Statistical Analysis Plan
2.7
Appropriate descriptive statistics were used to quantify features of object interactions and parental joint engagement (RQs 1 and 2). Features of object play were: frequency of object bouts per minute, proportion of time spent with objects, median duration of object bouts, proportion of bouts with one object, and total number of unique objects that the child touched. Features of parental joint engagement were: the frequency of object bouts in which parents exhibited manual engagement, object‐related language, and multimodal engagement per minute and the proportion of object bouts in which parents practised these three types of engagement, respectively.

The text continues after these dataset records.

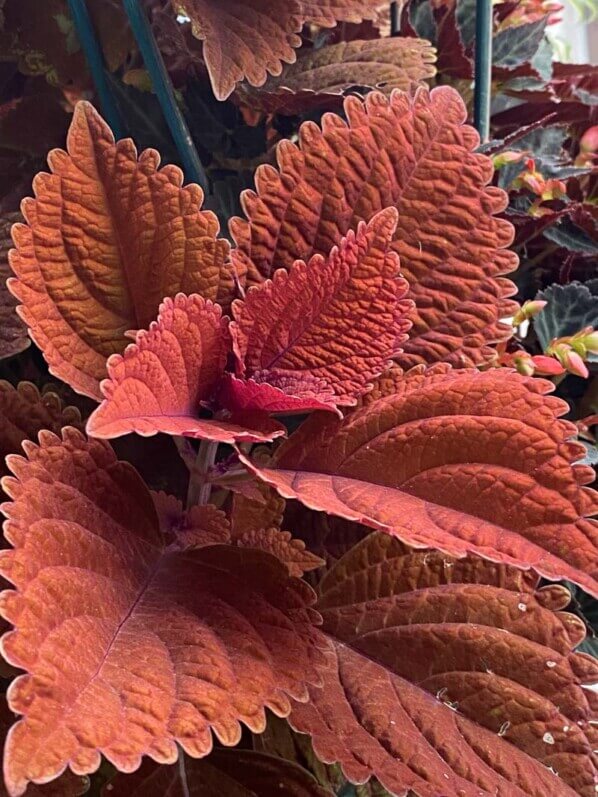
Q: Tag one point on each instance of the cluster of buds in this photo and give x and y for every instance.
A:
(525, 363)
(528, 364)
(563, 355)
(545, 190)
(573, 351)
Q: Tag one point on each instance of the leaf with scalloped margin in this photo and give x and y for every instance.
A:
(24, 412)
(131, 645)
(281, 544)
(161, 381)
(68, 785)
(226, 773)
(463, 461)
(13, 333)
(416, 154)
(108, 236)
(247, 39)
(333, 323)
(321, 76)
(248, 513)
(489, 700)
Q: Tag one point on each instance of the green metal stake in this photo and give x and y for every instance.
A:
(95, 61)
(394, 18)
(192, 166)
(483, 68)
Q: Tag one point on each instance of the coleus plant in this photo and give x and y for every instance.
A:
(367, 290)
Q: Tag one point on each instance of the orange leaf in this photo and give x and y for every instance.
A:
(488, 699)
(161, 381)
(391, 152)
(13, 333)
(129, 646)
(321, 76)
(107, 237)
(248, 514)
(249, 39)
(291, 552)
(334, 322)
(24, 412)
(462, 461)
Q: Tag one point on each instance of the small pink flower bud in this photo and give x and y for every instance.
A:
(528, 310)
(571, 360)
(524, 363)
(590, 341)
(510, 156)
(547, 366)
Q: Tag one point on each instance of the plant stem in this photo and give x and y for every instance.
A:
(394, 18)
(95, 61)
(162, 85)
(199, 488)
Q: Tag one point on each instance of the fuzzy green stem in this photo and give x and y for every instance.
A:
(199, 488)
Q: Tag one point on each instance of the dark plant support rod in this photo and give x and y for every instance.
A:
(483, 67)
(192, 166)
(93, 54)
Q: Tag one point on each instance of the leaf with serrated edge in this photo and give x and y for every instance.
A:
(417, 154)
(130, 647)
(320, 76)
(13, 332)
(464, 461)
(249, 39)
(108, 236)
(489, 699)
(24, 412)
(333, 323)
(161, 380)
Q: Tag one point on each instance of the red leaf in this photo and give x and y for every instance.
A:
(489, 700)
(13, 333)
(68, 785)
(334, 322)
(107, 237)
(291, 552)
(391, 153)
(248, 514)
(24, 412)
(248, 40)
(161, 381)
(290, 396)
(130, 646)
(463, 461)
(226, 773)
(320, 76)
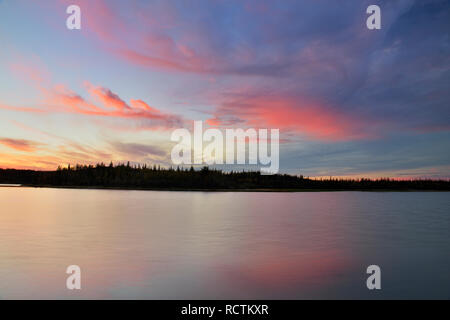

For RQ3 and RQ4, Pearson's correlation coefficients were first computed to quantify bivariate associations between cognitive composite scores and (a) variables from 12‐month infant‐object interactions and (b) variables from parental joint engagement during 12‐month infant‐object interaction bouts. Specifically, coefficients were calculated for 12‐month‐old variables that had substantial variability within their respective distributions and for variables that were unique (i.e., not correlated with other measures). Specifically, we focused on frequency of object play bouts per minute, proportion of time with objects, and proportion of bouts with one object at a time as object play variables. Variables proportion of object interaction bouts in which parents practised manual engagement, object‐related language, and multimodal engagement, as well as proportion of object bouts that were parent‐initiated were used for joint engagement variables. Then, multiple linear regression analyses were performed to quantify associations between these variables and cognitive composite scores at 30 months after adjusting for infant sex, family socioeconomic status, and cognitive composite scores at 12 months. All analyses were performed using SPSS, Version 27.0, and the significance level was set at 5%.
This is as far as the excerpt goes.